In the U.S., cities, counties, states and the federal government all manage land referred to as public lands. Most public lands in the country are owned by the federal government. In Utah, the federal government owns approximately 64 percent of Utah.
Federally-owned land in the state is managed by agencies like the Bureau of Land Management, the U.S. National Park Service, the Bureau of Reclamation, the Department of Defense, the Department of Energy and others.
In general, Congress must legislate the creation or acquisition of new public lands. In some cases, the president may designate new national monuments without congressional authorization if the monument is on federally-owned land.

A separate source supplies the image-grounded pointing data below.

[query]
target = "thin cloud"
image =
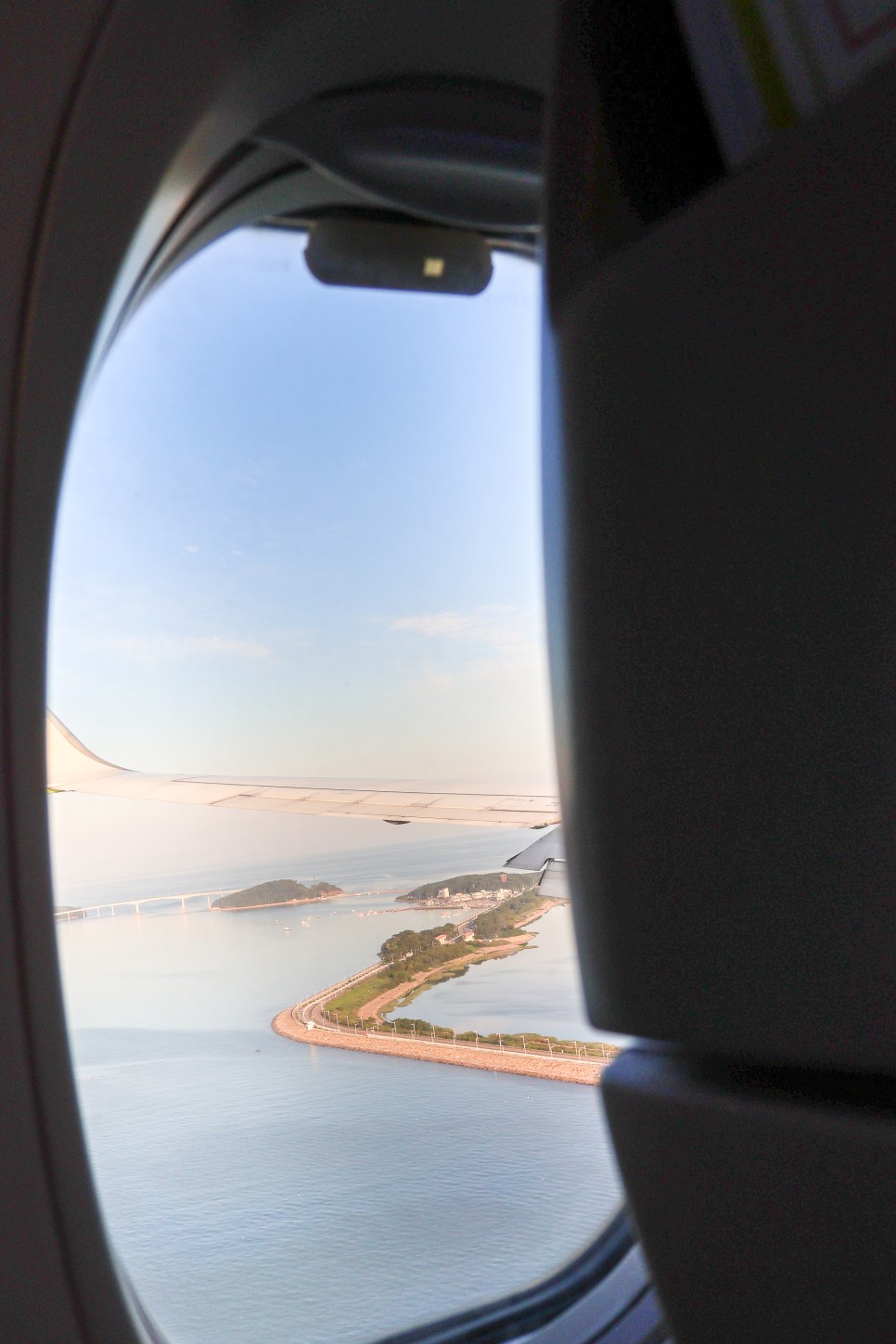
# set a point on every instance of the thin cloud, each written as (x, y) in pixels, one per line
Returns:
(499, 626)
(143, 648)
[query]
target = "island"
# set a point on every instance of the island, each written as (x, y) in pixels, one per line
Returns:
(281, 891)
(470, 888)
(350, 1015)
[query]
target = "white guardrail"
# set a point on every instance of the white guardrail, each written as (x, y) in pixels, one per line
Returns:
(317, 1000)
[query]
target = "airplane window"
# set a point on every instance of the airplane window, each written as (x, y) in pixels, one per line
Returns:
(335, 1074)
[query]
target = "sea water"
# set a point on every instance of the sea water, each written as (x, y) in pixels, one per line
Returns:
(261, 1191)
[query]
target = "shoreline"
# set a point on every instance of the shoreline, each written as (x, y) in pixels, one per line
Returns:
(306, 1023)
(467, 1056)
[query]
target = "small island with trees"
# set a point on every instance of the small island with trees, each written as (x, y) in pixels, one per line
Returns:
(281, 891)
(469, 888)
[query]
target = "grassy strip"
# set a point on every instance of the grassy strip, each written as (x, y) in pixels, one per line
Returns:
(531, 1043)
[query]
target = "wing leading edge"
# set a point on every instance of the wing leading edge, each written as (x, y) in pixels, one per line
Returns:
(72, 769)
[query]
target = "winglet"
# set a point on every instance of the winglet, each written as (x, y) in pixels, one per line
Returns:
(69, 761)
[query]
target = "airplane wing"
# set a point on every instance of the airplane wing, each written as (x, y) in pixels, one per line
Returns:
(72, 769)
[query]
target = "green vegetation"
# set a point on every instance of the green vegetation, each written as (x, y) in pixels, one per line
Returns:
(531, 1043)
(506, 918)
(399, 970)
(284, 891)
(409, 941)
(470, 882)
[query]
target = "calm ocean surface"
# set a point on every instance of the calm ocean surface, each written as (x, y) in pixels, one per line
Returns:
(261, 1191)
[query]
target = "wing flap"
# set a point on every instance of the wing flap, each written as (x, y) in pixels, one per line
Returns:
(72, 769)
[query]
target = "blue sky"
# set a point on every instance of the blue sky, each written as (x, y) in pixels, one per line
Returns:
(300, 533)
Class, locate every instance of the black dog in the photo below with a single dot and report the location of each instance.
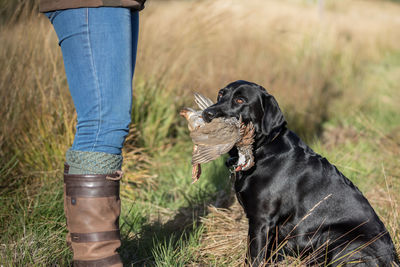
(296, 202)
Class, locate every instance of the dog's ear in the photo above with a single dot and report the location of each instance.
(273, 119)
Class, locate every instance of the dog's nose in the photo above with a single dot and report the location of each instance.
(208, 115)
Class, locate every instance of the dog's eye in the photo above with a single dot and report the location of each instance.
(239, 100)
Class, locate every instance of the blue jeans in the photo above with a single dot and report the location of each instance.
(99, 50)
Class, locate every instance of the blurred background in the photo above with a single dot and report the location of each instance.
(333, 66)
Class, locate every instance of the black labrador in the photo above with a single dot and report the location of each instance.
(296, 202)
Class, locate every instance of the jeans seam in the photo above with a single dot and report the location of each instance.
(96, 78)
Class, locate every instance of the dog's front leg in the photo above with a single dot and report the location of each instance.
(261, 245)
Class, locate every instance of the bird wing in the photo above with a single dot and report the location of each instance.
(202, 101)
(215, 133)
(203, 154)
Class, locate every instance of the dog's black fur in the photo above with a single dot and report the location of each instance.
(296, 202)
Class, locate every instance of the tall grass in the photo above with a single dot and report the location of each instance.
(335, 73)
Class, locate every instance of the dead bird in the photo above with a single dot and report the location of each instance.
(218, 137)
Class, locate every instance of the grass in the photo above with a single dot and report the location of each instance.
(335, 74)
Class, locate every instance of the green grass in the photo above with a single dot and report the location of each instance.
(338, 90)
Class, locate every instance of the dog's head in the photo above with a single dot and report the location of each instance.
(252, 103)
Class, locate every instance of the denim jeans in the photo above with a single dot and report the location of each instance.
(99, 51)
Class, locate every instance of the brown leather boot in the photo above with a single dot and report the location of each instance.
(92, 207)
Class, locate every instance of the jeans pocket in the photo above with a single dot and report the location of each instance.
(52, 14)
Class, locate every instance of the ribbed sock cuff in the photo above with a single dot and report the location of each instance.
(85, 162)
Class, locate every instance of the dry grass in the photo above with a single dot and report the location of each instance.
(333, 71)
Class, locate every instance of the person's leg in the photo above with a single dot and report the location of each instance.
(99, 51)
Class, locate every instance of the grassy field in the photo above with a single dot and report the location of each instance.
(334, 70)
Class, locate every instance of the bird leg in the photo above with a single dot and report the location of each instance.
(245, 147)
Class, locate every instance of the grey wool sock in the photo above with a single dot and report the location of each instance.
(84, 162)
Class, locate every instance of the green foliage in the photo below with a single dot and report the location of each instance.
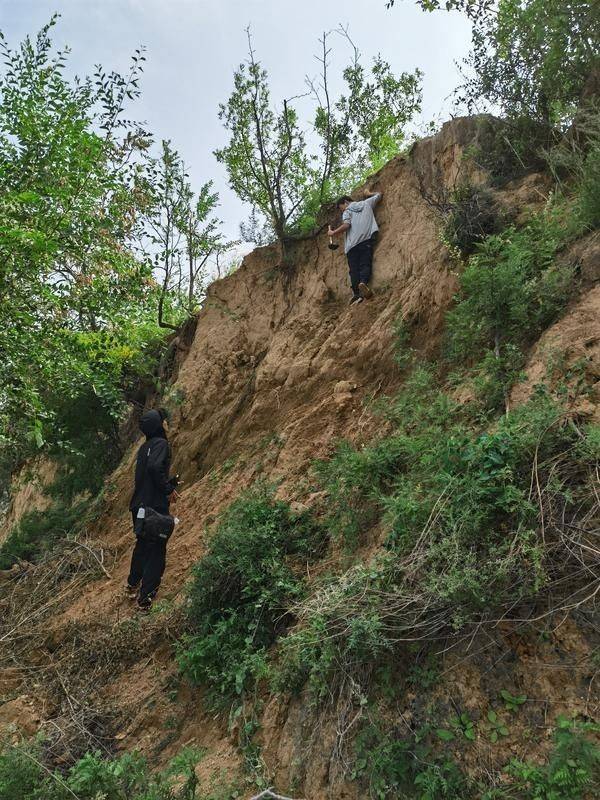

Utah has 13 areas designated as national monuments that were created by past presidents, though President Donald Trump recently changed the designations of the Grand Staircase-Escalante National Monument and Bears Ears National Monument.
A public lands bill can designate federal land for specific uses, including national parks, monuments, forests, wildlife refuges, conservation areas, historic sites and more. Utah currently has five national parks and eight national monuments. Here is an explanation of the differences between national monuments and parks.
The new public lands bill in Utah, known as the Emery County Public Land Management Act of 2018, comes after a shakeup last year when President Trump signed an executive order reducing Bears Ears and Grand Staircase-Escalante national monuments.
The bill would redesignate land to create a new national monument, a national conservation area and wilderness acres, but also hand some of the land over to the state’s Utah School and Institutional Trust Lands Administration to use as it sees fit.
“This bill is a win for everybody. It balances the needs of funding for Utah’s schools and conserving some of our nation’s most pristine land and resources,” Rep. John Curtis, R-Uah, said in an emailed statement. “This is truly a local solution championed by the locals closest to the land.”